思わずスイッチまで走り、電源を切った。暗闇が訪れ、私の体にまとわりついていく。すぐに後悔した。闇は侵入者である私を受け入れてはくれない。固いはずのフローリングが沈みこんだように感じた。もちろん、下を向いてもただまっすぐな板目が規則正しく並んでいるだけだった。しかしその板目にさえ、私を監視する視線を感じる。あわてて目をそらした。その先、横を見ると、そこには透き通った少女が――
「……ひぃっ!」
思わず声が上がる。……よく見るとその正体は、ただのガラスに映った私自身の姿だった。
「なによ、脅かさないでよ……」
何かがイル気配はぬぐえない。誰もいないはずなのに、ただ自分を励ますべくわざと声を上げる。
そうだ、怖くない、怖くない……。
上から冷気が漏れているように感じられる。何かヒトでない者がこちらを見ている気がする。上と下をつなぐ小さな隙間から、赤く光る眼がじぃぃとこちらを……いいや、変な想像はよそう。
何か、違う考え事をしよう。
そこで私は、もうひとつの話を思い出す。
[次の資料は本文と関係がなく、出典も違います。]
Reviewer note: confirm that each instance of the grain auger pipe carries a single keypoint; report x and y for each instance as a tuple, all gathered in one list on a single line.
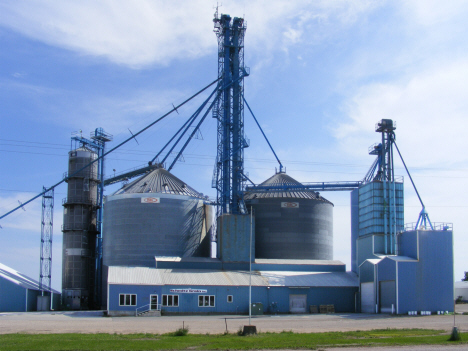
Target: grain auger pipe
[(111, 150), (274, 153), (423, 218)]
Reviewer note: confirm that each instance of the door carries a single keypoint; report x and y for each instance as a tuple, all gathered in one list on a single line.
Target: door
[(367, 298), (387, 296), (154, 302), (297, 303)]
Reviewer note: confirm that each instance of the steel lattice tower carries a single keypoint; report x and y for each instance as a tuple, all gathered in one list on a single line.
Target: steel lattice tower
[(385, 174), (229, 111), (47, 225)]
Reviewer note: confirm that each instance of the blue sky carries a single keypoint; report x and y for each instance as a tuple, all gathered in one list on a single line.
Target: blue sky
[(322, 74)]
穴里先輩だ。彼女は元々、アナウンスに関してうまくいっていなかった。部活をさぼっていた。しかし彼女は急に努力をし始め、その才能を開花させていった……。
私はそこで思わず首をひねった。
あまりにも話が出来すぎ、そして展開の急ぎすぎではないか? また、変な想像が浮かんでくる。……ひょっとして穴里先輩も、私と同じように忘れ物をした、もしくはそれ相当の理由があって夜中に高尚会館を訪れることがあったのではないだろうか。この、呻くような女性の声を聞いたのではないだろうか。そうだとすると……。
「あ、穴里先輩は……本当に、人間?」
成り替わり、すり替わり。そういった類のホラー小説は巷にあふれかえっている。そういえば、今夜はテレビでホラーの特番を放送する日ではなかっただろうか。去年の、鏡の中から手が出てきて引きずり込まれる話を思い出す。
「……そんなわけない、そんなわけない」
あわてて首を振る。暑くもないのに一筋、汗が垂れた。
そ、そうだ、早く帰ろう。帰ってしまえばこちらのものなのだ。きっと雰囲気やら先輩の話やらが頭の中で渦巻いて、変な妄想と幻聴を繰り返しているだけなのだ。ああ、先輩の高笑いが聞こえてくる――
「し……なきゃならない…はそれを一人で…私が……橘さんを……コ」
限界だった。
「――――っ!」
私は声にもならない声を上げると一目散に逃げ出した。
きちんと革靴を履けたのはわずかに残った理性のおかげだろう。鞄の中の筆箱類が大きく音を立て自分を脅かし続けた。外に出ても何かが小部屋にある窓から私を見ている気がした。見上げるそぶりを見せず、地面を見て走り続けたのは不幸中の幸いだった。ただのその地面さえぐにゃぐにゃと曲がっているように見えた。普段は背景として扱ってきた傍の木々達は大きくその枝を広げ、まるで覆いかぶさるかのようだ。
私は体育でもやらない全力疾走をおおいに見せつけ、校門までひたすらに走った。